The real spending on the military is much higher because the billions allocated for military pensions, the rangers, civil armed forces, coastal guards, special areas of the Pakistan Atomic Energy Commission and even schools in cantonments are under the civil budget. The real financial cost of making and maintaining A-bombs is strictly under wraps and so is the environmental cost that Balochistan bore.
With ‘national security’ being the priority it is, money to the health and education sector is precluded. There will be no wavering from this disastrous policy until of course there remains nothing to defend or any goal to pursue.
Though military expenditure is the major cause, it is not the only reason why other sectors are utterly neglected. A glance at the expenses of the President’s House and Prime Minister’s House tell the story. In 2010, the President’s House and Prime Minister’s Secretariat expenditure was increased by 14 and 13 percent respectively, and they were not on a shoestring budget before. Raised to Rs 447 million and Rs 484 million respectively, a total of Rs 931 million, translates into Rs 2.55 million daily — mind you, this is spent come what may. Expenses incurred on trips and protection are not disclosed. Add to this the recent 50 percent salary raise of MNAs and all that is spent on senators, the cabinet, provincial assemblies and cabinets and not much remains behind to use for education, health or other things.
Pakistan has received $ 27.8 billion in civilian and military aid from the US since 1947; it also received $ 18.5 billion from the World Bank (WB), $ 16 billion from the IMF and $ 15 billion from the ADB. Where all this money has gone is truly surprising because, under the Marshall Plan between 1948 and 1952, the US gave $ 13 billion in economic assistance to war-destroyed Western Europe and it recovered while the $ 77 billion plus from the US and WB, etc, not to mention the other loans, grants received from anyone who would give made no improvement here. All they can boast of is ‘the bomb’, F-16s, suicidal ‘strategic assets’ and a delusional sense of superiority. When 70 percent plus of all that is earned and received is spent on the military and the rest on upkeep of the ‘establishment’ and elite then this situation is a natural consequence.
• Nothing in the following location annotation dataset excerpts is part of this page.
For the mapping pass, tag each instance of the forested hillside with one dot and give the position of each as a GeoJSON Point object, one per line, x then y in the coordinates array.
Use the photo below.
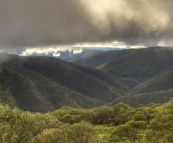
{"type": "Point", "coordinates": [105, 124]}
{"type": "Point", "coordinates": [45, 84]}
{"type": "Point", "coordinates": [151, 67]}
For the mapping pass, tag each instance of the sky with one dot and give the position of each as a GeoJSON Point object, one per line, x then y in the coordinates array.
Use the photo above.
{"type": "Point", "coordinates": [46, 23]}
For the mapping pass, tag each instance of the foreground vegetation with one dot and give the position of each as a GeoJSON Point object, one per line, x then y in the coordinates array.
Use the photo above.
{"type": "Point", "coordinates": [106, 124]}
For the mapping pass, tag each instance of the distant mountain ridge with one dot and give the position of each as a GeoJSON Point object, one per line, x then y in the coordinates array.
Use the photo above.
{"type": "Point", "coordinates": [45, 83]}
{"type": "Point", "coordinates": [151, 67]}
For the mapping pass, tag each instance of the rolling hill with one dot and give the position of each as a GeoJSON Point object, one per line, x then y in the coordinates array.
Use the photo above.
{"type": "Point", "coordinates": [137, 64]}
{"type": "Point", "coordinates": [45, 83]}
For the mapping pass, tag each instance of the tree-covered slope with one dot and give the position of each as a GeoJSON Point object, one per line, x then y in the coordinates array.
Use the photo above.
{"type": "Point", "coordinates": [161, 82]}
{"type": "Point", "coordinates": [44, 83]}
{"type": "Point", "coordinates": [137, 64]}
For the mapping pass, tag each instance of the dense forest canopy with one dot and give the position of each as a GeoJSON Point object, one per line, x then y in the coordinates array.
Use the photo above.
{"type": "Point", "coordinates": [105, 124]}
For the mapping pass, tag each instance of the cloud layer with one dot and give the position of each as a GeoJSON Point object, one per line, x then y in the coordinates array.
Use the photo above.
{"type": "Point", "coordinates": [32, 23]}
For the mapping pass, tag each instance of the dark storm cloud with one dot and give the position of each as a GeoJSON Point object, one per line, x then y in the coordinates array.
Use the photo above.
{"type": "Point", "coordinates": [28, 23]}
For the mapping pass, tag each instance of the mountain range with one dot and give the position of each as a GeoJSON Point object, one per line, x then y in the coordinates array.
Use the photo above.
{"type": "Point", "coordinates": [134, 76]}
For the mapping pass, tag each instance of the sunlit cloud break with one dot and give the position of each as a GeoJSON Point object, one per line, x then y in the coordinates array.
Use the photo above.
{"type": "Point", "coordinates": [53, 51]}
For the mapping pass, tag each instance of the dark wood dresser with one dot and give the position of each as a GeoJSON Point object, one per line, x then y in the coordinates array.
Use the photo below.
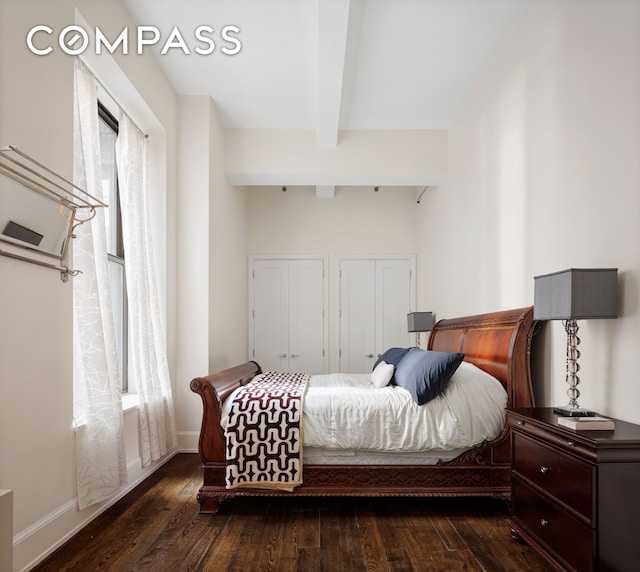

The beg-and-spend policy has resulted in a distressing situation and, last year, foreign debt stood at $ 55.6 billion and the domestic debt at Rs 4.3 trillion. Rs 902.8 billion is needed annually to service domestic and external loans so precious little is left to improve other sectors. This borrowing continues as does the waste on warped priorities; those hoping for future improvement will be sorely disappointed.
Microsoft spends $ 9 billion annually on its research and development and leads the world. In 2008, Exxon Mobil Corporation set records for annual and quarterly profits. It earned a net income of $ 45.22 billion. Full-year revenue stood at $ 477 billion, or just over $ 1.3 billion a day.
The rulers here are capable of spending a billion dollars daily; it is little wonder that Pakistan stands at 137 in the UN’s Human Development Index. Over 35 percent of its population lives below the poverty line, 31 percent lives on less than one dollar daily and 85 percent lives on less than two dollars daily.